Dans '' Le Timée '' ( à lire !) Platon tente de trouver un discours adapté au ''Kosmos'' . Notre discours ne pourra n'être que semblable, et non pas identique, au Monde. Pour dire le Monde , il faut être philosophe ! Parce que le philosophe – s'il est en harmonie totale avec l'ordre du lieu des Formes – le saisit par la pensée. « pour l’âme, apprendre, c’est se remémorer les choses dont elle avait auparavant la connaissance » ! En effet, l'âme est immortelle... ( on en reparlera..)
Au Moyen-âge, ce que l'on connaît, c'est le néoplatonisme, c'est à dire une philosophie qui s'est construite après Platon confrontée aux trois religions, judaïsme, christianisme et islam. Certaines orientations furent tracées par Plotin, Origène ( IIIe s.), St Augustin, Boèce, Denis l’Aréopagite...

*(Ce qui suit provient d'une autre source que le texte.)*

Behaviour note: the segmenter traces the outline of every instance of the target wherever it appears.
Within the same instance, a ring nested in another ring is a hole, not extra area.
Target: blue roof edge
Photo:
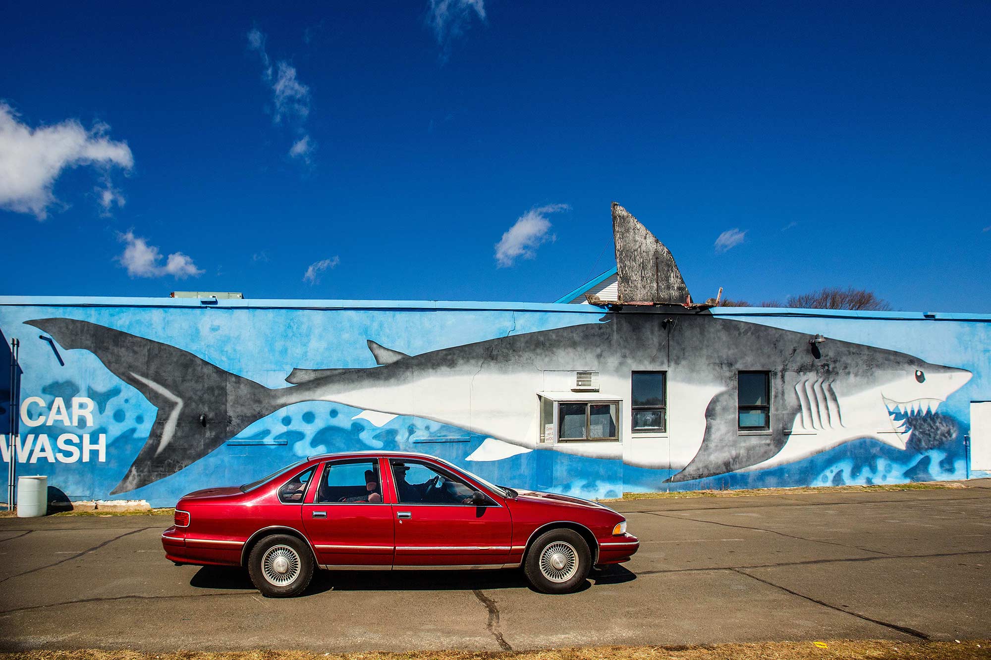
[[[609,272],[604,274],[608,276]],[[601,276],[598,281],[606,277]],[[587,284],[588,286],[594,285]],[[584,290],[584,289],[582,289]],[[581,290],[579,290],[581,292]],[[578,293],[575,294],[576,296]],[[574,296],[573,296],[574,297]],[[210,299],[210,298],[208,298]],[[496,302],[470,300],[306,300],[220,299],[203,304],[200,298],[142,298],[111,296],[0,295],[0,307],[181,307],[191,309],[451,309],[480,311],[572,312],[602,315],[606,310],[588,304],[559,302]],[[642,309],[642,308],[641,308]],[[669,308],[670,309],[670,308]],[[633,310],[631,310],[633,311]],[[887,320],[952,320],[991,322],[991,314],[934,311],[856,311],[849,309],[800,309],[794,307],[713,307],[715,316],[821,317]],[[635,313],[635,311],[633,311]],[[698,313],[685,310],[684,313]]]
[[[585,291],[587,291],[588,289],[592,288],[596,284],[598,284],[598,283],[600,283],[600,282],[602,282],[602,281],[604,281],[606,279],[608,279],[609,277],[611,277],[615,274],[616,274],[616,267],[613,266],[611,269],[609,269],[606,273],[602,274],[598,277],[595,277],[595,278],[590,279],[589,281],[585,282],[584,284],[582,284],[581,286],[579,286],[578,288],[576,288],[575,290],[573,290],[571,293],[569,293],[567,295],[561,296],[560,298],[558,298],[557,300],[554,301],[554,304],[569,303],[572,300],[574,300],[575,298],[577,298],[579,295],[581,295],[582,293],[584,293]]]

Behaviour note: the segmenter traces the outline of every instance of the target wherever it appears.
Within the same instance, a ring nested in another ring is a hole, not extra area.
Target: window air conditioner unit
[[[599,372],[578,372],[572,391],[599,391]]]

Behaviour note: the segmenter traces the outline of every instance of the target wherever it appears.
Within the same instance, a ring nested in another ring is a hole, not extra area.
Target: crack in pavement
[[[44,571],[45,569],[53,568],[55,566],[58,566],[59,564],[64,564],[65,562],[70,562],[73,559],[78,559],[79,557],[82,557],[83,555],[87,555],[90,552],[96,552],[97,550],[99,550],[103,546],[107,545],[108,543],[113,543],[117,539],[124,538],[125,536],[130,536],[131,534],[137,534],[140,531],[147,531],[149,529],[158,529],[158,527],[157,526],[156,527],[141,527],[140,529],[132,529],[131,531],[125,532],[125,533],[121,534],[120,536],[114,536],[113,538],[107,539],[103,543],[100,543],[98,545],[94,545],[92,548],[88,548],[86,550],[83,550],[82,552],[76,553],[76,554],[72,555],[71,557],[66,557],[65,559],[59,559],[58,561],[55,562],[54,564],[46,564],[45,566],[39,566],[38,568],[33,568],[30,571],[25,571],[24,573],[18,573],[16,575],[7,576],[3,580],[0,580],[0,584],[3,584],[5,582],[7,582],[8,580],[12,580],[14,578],[20,578],[21,576],[29,575],[31,573],[37,573],[38,571]]]
[[[4,531],[6,531],[6,530],[4,530]],[[22,536],[27,536],[28,534],[30,534],[33,531],[34,531],[33,529],[29,529],[28,531],[24,532],[23,534],[18,534],[17,536],[11,536],[10,538],[2,538],[2,539],[0,539],[0,543],[3,543],[4,541],[13,541],[15,538],[21,538]]]
[[[14,607],[13,609],[3,609],[0,610],[0,616],[6,616],[8,614],[16,614],[20,611],[29,611],[32,609],[46,609],[48,607],[60,607],[62,605],[88,605],[90,603],[112,603],[114,601],[171,601],[179,599],[204,599],[209,597],[226,597],[226,596],[254,596],[258,592],[219,592],[216,594],[183,594],[180,596],[107,596],[102,598],[92,598],[92,599],[79,599],[78,601],[63,601],[61,603],[50,603],[44,605],[27,605],[24,607]]]
[[[751,575],[750,573],[747,573],[746,571],[741,571],[739,569],[729,569],[729,570],[732,571],[733,573],[746,576],[746,577],[750,578],[751,580],[756,580],[757,582],[759,582],[761,584],[764,584],[764,585],[767,585],[768,587],[774,587],[775,589],[780,589],[781,591],[783,591],[783,592],[785,592],[787,594],[791,594],[792,596],[797,596],[800,599],[805,599],[806,601],[809,601],[810,603],[815,603],[816,605],[823,605],[824,607],[828,607],[829,609],[834,609],[835,611],[841,611],[844,614],[849,614],[850,616],[856,616],[857,618],[863,619],[865,621],[870,621],[871,623],[876,623],[878,625],[883,625],[886,628],[891,628],[892,630],[898,630],[899,632],[902,632],[904,634],[911,635],[913,637],[918,637],[919,639],[924,639],[926,641],[930,641],[930,636],[928,634],[926,634],[925,632],[921,632],[919,630],[916,630],[915,628],[910,628],[907,625],[899,625],[898,623],[890,623],[888,621],[882,621],[881,619],[871,618],[870,616],[867,616],[866,614],[861,614],[860,612],[852,611],[850,609],[843,609],[842,607],[837,607],[836,605],[830,605],[828,603],[826,603],[825,601],[820,601],[819,599],[814,599],[811,596],[806,596],[805,594],[800,594],[800,593],[798,593],[798,592],[796,592],[794,590],[788,589],[787,587],[782,587],[781,585],[776,585],[773,582],[770,582],[768,580],[764,580],[762,578],[758,578],[757,576]]]
[[[503,651],[511,651],[512,647],[509,646],[509,642],[502,637],[502,633],[498,629],[498,607],[496,606],[496,602],[483,594],[482,590],[473,589],[472,594],[475,594],[475,598],[477,598],[479,602],[486,606],[486,609],[489,610],[489,622],[486,624],[486,627],[488,627],[489,632],[493,633],[493,636],[496,637],[496,641],[498,643],[499,648]]]
[[[966,552],[937,552],[930,555],[885,555],[883,557],[847,557],[845,559],[809,559],[804,562],[779,562],[777,564],[751,564],[749,566],[709,566],[684,569],[657,569],[655,571],[630,571],[639,577],[663,573],[701,573],[705,571],[733,571],[736,569],[785,568],[788,566],[816,566],[817,564],[843,564],[846,562],[879,562],[892,559],[939,559],[942,557],[963,557],[965,555],[989,555],[991,550],[969,550]],[[628,570],[628,569],[627,569]]]
[[[967,488],[983,489],[985,491],[991,491],[991,487],[987,486],[968,486]],[[922,504],[931,501],[969,501],[972,499],[988,499],[986,496],[978,497],[927,497],[923,499],[873,499],[873,500],[863,500],[863,501],[824,501],[819,503],[814,502],[802,502],[797,504],[751,504],[746,506],[697,506],[695,508],[673,508],[670,511],[730,511],[741,508],[791,508],[797,506],[852,506],[852,505],[862,505],[862,504],[901,504],[903,502],[911,502],[914,504]],[[607,500],[606,500],[607,501]],[[789,501],[801,501],[798,499],[789,499]],[[655,513],[656,511],[646,510],[646,509],[631,509],[628,511],[618,511],[619,513]]]
[[[856,545],[848,545],[846,543],[839,543],[838,541],[823,541],[817,538],[806,538],[805,536],[793,536],[792,534],[786,534],[784,532],[775,531],[774,529],[766,529],[764,527],[750,527],[748,525],[733,525],[728,522],[716,522],[715,520],[700,520],[699,518],[690,518],[684,515],[667,515],[665,513],[658,513],[654,511],[651,515],[656,515],[662,518],[672,518],[674,520],[691,520],[693,522],[706,522],[711,525],[720,525],[722,527],[734,527],[736,529],[751,529],[753,531],[764,531],[771,534],[777,534],[778,536],[784,536],[785,538],[794,539],[796,541],[809,541],[810,543],[826,543],[827,545],[838,545],[843,548],[852,548],[854,550],[860,550],[861,552],[873,552],[878,555],[886,555],[890,557],[891,555],[887,552],[882,552],[880,550],[871,550],[870,548],[861,548]]]
[[[938,559],[941,557],[962,557],[965,555],[988,555],[991,550],[969,550],[966,552],[937,552],[929,555],[885,555],[883,557],[847,557],[845,559],[808,559],[804,562],[780,562],[777,564],[752,564],[750,566],[711,566],[685,569],[657,569],[656,571],[632,572],[635,576],[658,575],[661,573],[692,573],[702,571],[732,571],[734,569],[785,568],[787,566],[815,566],[817,564],[842,564],[845,562],[878,562],[890,559]]]

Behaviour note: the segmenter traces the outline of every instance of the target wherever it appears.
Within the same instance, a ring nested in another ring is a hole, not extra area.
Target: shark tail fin
[[[26,323],[65,350],[91,352],[158,408],[148,441],[111,495],[178,472],[281,407],[274,390],[168,344],[70,318]]]

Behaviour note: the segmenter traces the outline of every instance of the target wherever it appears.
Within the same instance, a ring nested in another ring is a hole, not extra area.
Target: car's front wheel
[[[541,534],[526,553],[523,572],[544,594],[569,594],[583,584],[592,568],[592,553],[582,535],[572,529]]]
[[[301,594],[313,578],[313,553],[288,534],[266,536],[252,548],[248,572],[262,594],[287,598]]]

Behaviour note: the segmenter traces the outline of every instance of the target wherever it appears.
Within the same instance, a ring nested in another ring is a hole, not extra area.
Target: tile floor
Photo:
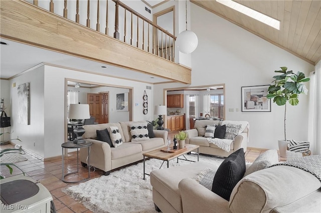
[[[170,133],[169,134],[169,138],[172,139],[174,134],[175,132]],[[12,144],[4,145],[1,146],[2,149],[13,147],[13,145]],[[253,162],[261,153],[264,152],[265,150],[266,149],[249,148],[245,152],[245,159],[247,162]],[[78,183],[67,183],[61,180],[62,167],[61,156],[44,162],[28,153],[26,153],[24,156],[28,159],[28,160],[19,162],[15,164],[21,168],[26,173],[26,175],[31,176],[36,180],[39,180],[50,191],[54,198],[57,212],[89,213],[92,212],[82,204],[61,191],[62,188]],[[64,172],[76,171],[77,170],[77,153],[76,152],[70,153],[65,159]],[[285,159],[283,158],[280,158],[280,161],[284,160]],[[5,166],[1,166],[1,171],[6,177],[12,175]],[[12,175],[21,173],[19,169],[14,169]],[[90,179],[99,177],[102,174],[103,171],[99,169],[96,169],[95,171],[91,169]],[[86,177],[88,177],[88,169],[79,165],[79,174],[68,175],[65,179],[74,181]]]

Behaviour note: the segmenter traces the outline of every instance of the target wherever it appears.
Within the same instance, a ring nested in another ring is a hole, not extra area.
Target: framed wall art
[[[271,100],[266,97],[269,86],[242,87],[242,111],[271,112]]]
[[[128,111],[128,93],[116,94],[116,111],[126,112]]]

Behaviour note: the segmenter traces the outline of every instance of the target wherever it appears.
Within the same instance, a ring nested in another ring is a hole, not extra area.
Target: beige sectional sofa
[[[223,125],[228,123],[240,124],[242,126],[242,132],[236,136],[230,144],[230,150],[224,151],[213,143],[210,143],[204,137],[207,125],[213,124]],[[188,137],[185,143],[200,146],[200,153],[227,157],[235,151],[243,148],[246,150],[248,141],[249,124],[247,121],[220,121],[214,120],[199,120],[195,121],[194,129],[185,130]]]
[[[156,210],[180,212],[320,212],[321,182],[303,170],[277,165],[244,176],[233,188],[230,200],[193,178],[206,168],[197,162],[150,173]]]
[[[83,128],[86,131],[83,137],[93,142],[90,152],[90,165],[104,171],[105,175],[108,175],[112,169],[142,160],[144,152],[166,146],[168,132],[165,130],[154,130],[155,137],[149,140],[131,142],[129,124],[142,122],[144,122],[127,121],[84,125]],[[111,147],[107,142],[96,140],[97,130],[103,130],[110,126],[118,128],[123,142],[117,147]],[[87,149],[80,149],[80,160],[83,165],[87,164]]]

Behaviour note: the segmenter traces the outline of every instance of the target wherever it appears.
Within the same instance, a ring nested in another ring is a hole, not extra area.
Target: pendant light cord
[[[186,30],[187,30],[187,0],[185,0],[185,21],[186,21]]]

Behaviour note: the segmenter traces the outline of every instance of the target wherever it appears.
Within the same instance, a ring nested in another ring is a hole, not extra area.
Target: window
[[[210,115],[224,118],[224,96],[223,94],[211,94],[210,99]]]
[[[195,96],[190,95],[190,117],[195,117]]]

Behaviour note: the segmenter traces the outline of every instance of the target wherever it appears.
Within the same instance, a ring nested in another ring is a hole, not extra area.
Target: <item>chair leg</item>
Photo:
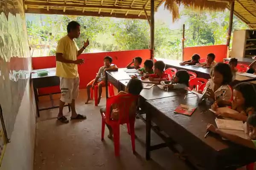
[[[93,99],[93,89],[92,88],[90,88],[90,98],[91,98],[91,100],[92,100]]]
[[[134,118],[135,119],[135,118]],[[132,148],[132,152],[134,154],[135,151],[135,132],[134,130],[134,120],[130,120],[130,132],[131,133],[131,147]]]
[[[105,120],[102,118],[102,141],[104,140],[104,134],[105,133]]]
[[[98,106],[98,86],[94,86],[94,105]]]
[[[115,155],[118,156],[120,155],[120,130],[119,125],[111,126],[114,135],[114,145]]]

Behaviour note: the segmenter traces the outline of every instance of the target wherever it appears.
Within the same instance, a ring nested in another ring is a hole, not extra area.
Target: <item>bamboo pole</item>
[[[227,31],[227,46],[228,47],[228,50],[230,49],[230,37],[232,31],[232,27],[233,26],[233,17],[234,16],[234,7],[235,1],[234,1],[230,5],[229,24],[228,26],[228,31]]]
[[[185,24],[183,24],[183,29],[182,31],[182,40],[181,43],[182,44],[182,61],[184,61],[184,45],[185,42]]]
[[[150,0],[150,58],[154,59],[154,0]]]

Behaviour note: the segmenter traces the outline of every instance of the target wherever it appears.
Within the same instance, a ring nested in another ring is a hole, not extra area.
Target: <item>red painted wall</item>
[[[213,53],[216,57],[215,61],[222,62],[223,59],[227,58],[227,47],[225,45],[201,46],[185,47],[184,49],[184,60],[189,60],[195,54],[198,54],[201,58],[206,58],[207,54]]]
[[[84,64],[78,66],[78,72],[80,78],[80,88],[85,88],[87,84],[95,78],[99,69],[103,65],[103,59],[110,56],[113,59],[113,63],[119,68],[125,67],[132,59],[136,57],[142,58],[143,62],[150,58],[150,51],[148,49],[106,52],[98,53],[82,54],[79,58],[84,59]],[[50,68],[56,66],[55,56],[32,58],[33,69]],[[59,91],[58,86],[42,88],[39,90],[40,94]]]

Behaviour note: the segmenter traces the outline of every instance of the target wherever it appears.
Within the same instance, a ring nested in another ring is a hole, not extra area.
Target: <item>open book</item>
[[[244,124],[243,121],[216,118],[215,122],[218,128],[225,133],[245,139],[250,139],[247,134],[247,125],[246,123]]]

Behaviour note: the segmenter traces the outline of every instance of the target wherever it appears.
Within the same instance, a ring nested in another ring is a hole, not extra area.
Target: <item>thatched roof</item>
[[[172,13],[173,21],[179,17],[179,7],[197,11],[224,11],[230,9],[235,0],[234,14],[252,28],[256,28],[256,0],[166,0],[165,7]]]
[[[150,0],[24,0],[26,13],[146,19]],[[156,11],[163,0],[154,1]]]

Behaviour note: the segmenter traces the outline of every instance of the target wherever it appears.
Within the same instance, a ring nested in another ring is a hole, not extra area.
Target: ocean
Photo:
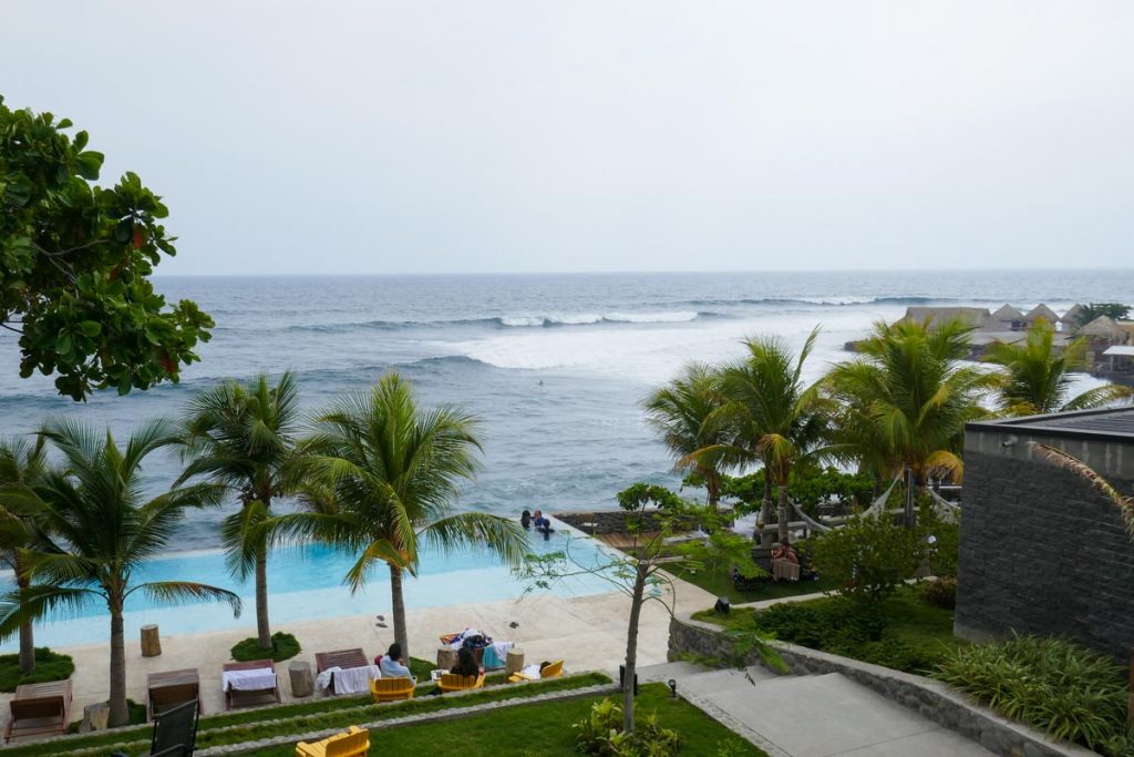
[[[314,412],[400,371],[425,403],[483,419],[483,469],[460,508],[612,506],[638,480],[677,485],[640,401],[691,360],[743,353],[778,334],[798,346],[822,328],[809,363],[818,378],[878,319],[912,304],[1021,309],[1046,302],[1129,302],[1131,271],[908,271],[354,277],[156,277],[171,301],[192,298],[217,321],[202,362],[178,385],[76,404],[51,379],[18,377],[16,336],[0,334],[0,434],[78,414],[125,440],[142,419],[175,417],[194,393],[259,371],[297,375]],[[1084,377],[1082,386],[1093,379]],[[153,491],[177,476],[172,456],[144,473]],[[193,512],[174,550],[215,547],[223,510]]]

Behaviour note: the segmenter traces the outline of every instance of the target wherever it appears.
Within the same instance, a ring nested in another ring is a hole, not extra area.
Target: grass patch
[[[459,722],[405,725],[371,734],[382,754],[454,754],[462,757],[567,757],[578,755],[572,724],[586,717],[602,697],[549,701],[473,715]],[[733,734],[683,699],[672,699],[663,683],[648,683],[637,698],[640,716],[658,714],[661,725],[682,735],[682,757],[767,757],[763,751]],[[348,725],[348,724],[347,724]],[[376,737],[376,739],[375,739]],[[298,740],[298,739],[297,739]],[[722,752],[725,745],[733,749]],[[249,752],[255,757],[291,757],[295,745]]]
[[[19,672],[19,655],[0,655],[0,691],[15,691],[22,683],[64,681],[75,672],[75,662],[68,655],[35,648],[35,670],[24,675]]]
[[[763,631],[777,639],[835,655],[925,674],[950,653],[970,646],[953,636],[953,611],[921,598],[920,587],[900,587],[877,613],[845,597],[775,605],[762,612],[711,609],[693,617],[734,631]]]
[[[548,681],[533,681],[522,685],[497,685],[460,697],[426,697],[418,689],[413,699],[375,705],[369,695],[361,697],[328,697],[313,701],[281,705],[264,709],[235,710],[201,718],[197,731],[197,748],[219,747],[230,743],[253,741],[280,735],[281,733],[312,733],[357,723],[371,723],[390,717],[403,717],[414,713],[430,713],[454,707],[468,707],[486,701],[502,701],[530,697],[548,691],[562,691],[589,685],[610,683],[602,673],[565,675]],[[271,725],[264,724],[272,721]],[[284,722],[279,722],[284,721]],[[226,730],[230,729],[230,730]],[[142,754],[150,745],[151,727],[116,729],[96,735],[68,739],[62,743],[16,746],[5,749],[6,757],[46,757],[71,754],[82,749],[102,748],[105,751],[121,750]],[[296,739],[297,741],[299,738]],[[113,747],[115,749],[110,749]],[[101,757],[101,751],[99,752]],[[291,754],[295,754],[293,747]]]
[[[272,634],[272,649],[271,658],[277,663],[285,659],[291,659],[299,654],[299,641],[290,633],[284,633],[282,631],[277,631]],[[232,655],[232,659],[247,663],[253,659],[265,659],[268,655],[268,649],[260,646],[260,639],[253,637],[252,639],[245,639],[244,641],[236,642],[229,653]]]

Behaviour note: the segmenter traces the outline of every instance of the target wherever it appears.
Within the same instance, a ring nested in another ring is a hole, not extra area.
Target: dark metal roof
[[[1134,407],[1083,410],[1073,413],[1051,413],[1049,415],[1029,415],[1026,418],[1009,418],[999,421],[980,421],[970,423],[967,428],[982,431],[999,431],[1001,434],[1017,430],[1022,434],[1040,434],[1044,436],[1134,441]]]

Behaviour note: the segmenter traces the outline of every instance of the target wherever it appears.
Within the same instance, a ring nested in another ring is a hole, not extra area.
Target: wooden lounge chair
[[[175,707],[186,701],[197,700],[198,713],[204,712],[201,707],[201,675],[197,668],[187,667],[180,671],[166,671],[163,673],[150,673],[145,679],[146,717],[153,720],[154,715]]]
[[[550,663],[549,665],[545,665],[540,671],[540,679],[534,679],[534,678],[532,678],[530,675],[524,675],[523,673],[513,673],[511,676],[508,678],[508,682],[509,683],[519,683],[521,681],[535,681],[535,680],[543,680],[543,679],[557,679],[557,678],[559,678],[562,674],[564,674],[564,661],[557,659],[556,662]]]
[[[273,673],[276,672],[276,663],[271,659],[251,659],[246,663],[225,663],[223,671],[255,671],[260,668],[270,668]],[[282,701],[280,699],[280,685],[279,676],[276,676],[276,683],[269,689],[260,689],[257,691],[237,691],[235,689],[229,689],[225,692],[225,709],[232,709],[236,704],[236,699],[240,698],[259,698],[264,696],[273,696],[276,698],[276,704]],[[257,704],[255,701],[251,704]]]
[[[469,689],[484,688],[484,673],[480,675],[458,675],[457,673],[445,673],[438,681],[441,691],[467,691]]]
[[[16,687],[11,703],[11,718],[3,730],[3,740],[37,733],[65,733],[70,718],[71,683],[48,681],[24,683]]]
[[[295,745],[295,757],[364,757],[370,754],[370,731],[352,725],[345,733],[336,733],[322,741]]]
[[[325,670],[332,667],[341,667],[342,670],[349,670],[352,667],[366,667],[370,665],[370,661],[366,659],[366,653],[362,648],[355,649],[338,649],[336,651],[316,651],[315,653],[315,674],[322,673]],[[335,693],[335,676],[331,676],[331,685],[328,687],[331,693]]]
[[[413,699],[415,688],[413,679],[373,679],[370,682],[370,695],[374,701]]]

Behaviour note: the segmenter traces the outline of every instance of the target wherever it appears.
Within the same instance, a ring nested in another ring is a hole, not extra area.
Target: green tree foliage
[[[1055,347],[1055,331],[1041,318],[1023,342],[990,345],[984,360],[1002,365],[995,384],[1000,409],[1009,415],[1089,410],[1134,396],[1134,388],[1108,384],[1068,399],[1073,373],[1089,367],[1086,337],[1072,339],[1063,350]]]
[[[720,371],[691,363],[643,402],[646,422],[669,447],[675,470],[700,479],[711,507],[720,499],[721,445],[729,432],[718,412],[725,404],[720,384]]]
[[[168,210],[134,174],[95,185],[103,155],[70,128],[0,98],[0,327],[20,335],[20,376],[54,373],[74,399],[176,381],[213,322],[150,283],[176,254]]]
[[[857,436],[881,446],[871,455],[908,465],[920,485],[934,472],[960,476],[965,423],[985,414],[980,397],[995,377],[960,364],[971,331],[957,320],[878,322],[862,355],[828,375]]]
[[[272,386],[263,373],[247,384],[227,381],[198,393],[183,423],[181,456],[187,460],[178,483],[206,478],[237,496],[240,508],[225,519],[221,540],[229,572],[255,575],[256,639],[272,648],[268,622],[268,533],[272,502],[291,494],[287,477],[295,456],[299,392],[295,376],[284,373]]]
[[[1092,302],[1083,305],[1083,309],[1078,311],[1078,325],[1081,327],[1086,326],[1101,316],[1120,321],[1128,318],[1129,314],[1129,305],[1124,305],[1120,302]]]
[[[420,549],[483,549],[511,564],[527,552],[519,523],[488,513],[456,513],[462,482],[473,478],[477,421],[452,407],[425,407],[398,373],[369,393],[348,395],[320,414],[301,441],[304,512],[271,521],[277,538],[313,537],[355,553],[345,577],[358,590],[375,565],[390,573],[393,638],[409,657],[403,579],[416,574]]]
[[[161,421],[141,426],[125,447],[107,431],[69,420],[50,421],[41,431],[59,452],[65,466],[27,487],[23,506],[37,508],[42,524],[27,555],[33,579],[25,590],[0,603],[0,637],[51,611],[76,612],[102,603],[110,614],[110,725],[125,725],[126,600],[142,592],[151,602],[227,602],[239,615],[240,599],[231,591],[194,581],[136,583],[134,572],[166,552],[185,511],[215,504],[222,489],[196,485],[170,489],[143,501],[139,471],[150,454],[177,443],[175,429]],[[9,503],[15,493],[6,495]]]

Pour ce qui est d'Aristote, retenons que c'est d'abord l'homme de l'empirisme, de la philosophie de la nature... et quelque fois aussi de la politique.
Oublié, Aristote est redécouvert en Occident en se frottant à la doctrine de St-Augustin, et du néoplatonisme.
En effet, Thomas d'Aquin ( 1225-1274) rompt avec la tradition, et réfléchit au -travers de ce que les ''païens'' ( les arabes) nous apportent, la philosophie d'Aristote. Il en fait même, ''la servante d'une théologie chrétienne'' !
1966 - Fléchigné – La lignée de Lancelot
Lancelot a suivi, avec beaucoup d'intérêt, Elaine dans ses études d'Histoire. C'est le prétexte d'approfondir quelques personnages de notre lignée, tant de fois racontés par Anne-Laure de Sallembier ; ils les ont amenés sur les traces de Roger de Laron, près de Limoges ; à Versailles, ils ont visité les lieux de la petite Ecurie du Roi, où se tenait l'école des Pages qui a permis à Jean-Léonard de la Bermondie d'être officier dans les Gardes Françaises. Emigré, ils l'ont suivi jusqu'à Coppet où résidait Germaine de Staël.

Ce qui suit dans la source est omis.